Since then, NIH has become more interested in these trials, too. In April, the National Cancer Institute announced that it would fund partnerships between veterinarians, physicians, and scientists to better understand the molecular biology of dog cancer. NIH also inspired the American Veterinary Medical Association to create its own version of ClinicalTrials.gov (a worldwide database of human clinical trials), which went online in June. And next year, the agency’s Comparative Oncology Trials Consortium—a network of 22 North American academic centers—will begin releasing data from its largest pet clinical trial to date, a 160-dog study of canine osteosarcoma, which LeBlanc is overseeing. “We want to get better data into everyone’s hands,” she says.

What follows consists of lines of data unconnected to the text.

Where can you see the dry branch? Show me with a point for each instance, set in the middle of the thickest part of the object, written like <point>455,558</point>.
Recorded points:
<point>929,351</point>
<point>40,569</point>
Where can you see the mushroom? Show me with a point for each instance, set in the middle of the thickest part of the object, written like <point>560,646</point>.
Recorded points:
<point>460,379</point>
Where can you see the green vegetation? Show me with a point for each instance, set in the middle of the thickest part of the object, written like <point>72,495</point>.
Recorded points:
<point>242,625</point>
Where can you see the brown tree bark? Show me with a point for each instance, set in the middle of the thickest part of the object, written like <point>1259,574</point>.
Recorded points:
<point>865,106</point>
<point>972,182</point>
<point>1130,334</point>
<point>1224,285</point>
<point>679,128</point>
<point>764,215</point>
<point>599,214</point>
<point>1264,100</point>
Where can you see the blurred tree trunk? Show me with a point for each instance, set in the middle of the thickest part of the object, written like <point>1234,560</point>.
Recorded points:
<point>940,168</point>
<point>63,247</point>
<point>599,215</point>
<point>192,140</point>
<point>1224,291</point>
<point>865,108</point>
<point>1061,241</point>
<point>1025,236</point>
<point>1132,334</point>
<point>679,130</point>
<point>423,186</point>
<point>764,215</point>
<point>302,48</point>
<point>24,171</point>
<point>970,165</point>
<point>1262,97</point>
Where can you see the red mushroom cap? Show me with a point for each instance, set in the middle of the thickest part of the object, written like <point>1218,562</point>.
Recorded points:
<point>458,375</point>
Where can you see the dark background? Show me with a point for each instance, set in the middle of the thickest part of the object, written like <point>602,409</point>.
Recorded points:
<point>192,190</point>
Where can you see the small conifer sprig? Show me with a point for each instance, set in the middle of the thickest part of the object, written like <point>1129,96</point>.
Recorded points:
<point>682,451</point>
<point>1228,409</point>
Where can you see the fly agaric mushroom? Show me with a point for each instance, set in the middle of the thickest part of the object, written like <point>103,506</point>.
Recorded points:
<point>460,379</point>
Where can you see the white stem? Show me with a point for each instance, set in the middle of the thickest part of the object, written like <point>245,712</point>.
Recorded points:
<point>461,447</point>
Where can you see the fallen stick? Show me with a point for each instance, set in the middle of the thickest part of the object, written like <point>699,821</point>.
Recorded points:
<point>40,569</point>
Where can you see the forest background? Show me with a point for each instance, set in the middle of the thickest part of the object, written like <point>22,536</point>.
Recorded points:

The field is also hoping for its first big translational success. In 2015, New Haven, Connecticut–based Kolltan Pharmaceuticals announced that its experimental antibody drug KTN0158 dramatically shrank a common skin tumor in dogs, prompting it to begin clinical trials in humans. “The dog trial had a dramatic impact on our strategy to develop this product for people,” says the company’s president, Jerry McMahon.

He believes the main role of pet clinical trials in the future will be to help pharmaceutical companies like his minimize the risk of drug development. Instead of putting every drug that works in mice into the human pipeline, they can focus on the ones that help sick cats and dogs. “It makes the investment in human drug development more promising,” he says. “It takes a while for things like pet clinical trials to become part of mainstream drug development, but I think they could be a powerful tool for the future.”

Of course, there’s always the possibility that pet clinical trials will never translate to people, and that they’ll just help veterinarians develop better drugs for dogs and cats. But many advocates don’t see that as a bad thing. “If we save these dogs, it has an impact on every single family that owns a dog,” says Matthew Breen, a geneticist at North Carolina State University in Raleigh who has been part of more than a dozen pet studies. “When I get involved in these trials, it’s about helping the family. If we’re helping the human or the dog, is there really any difference?”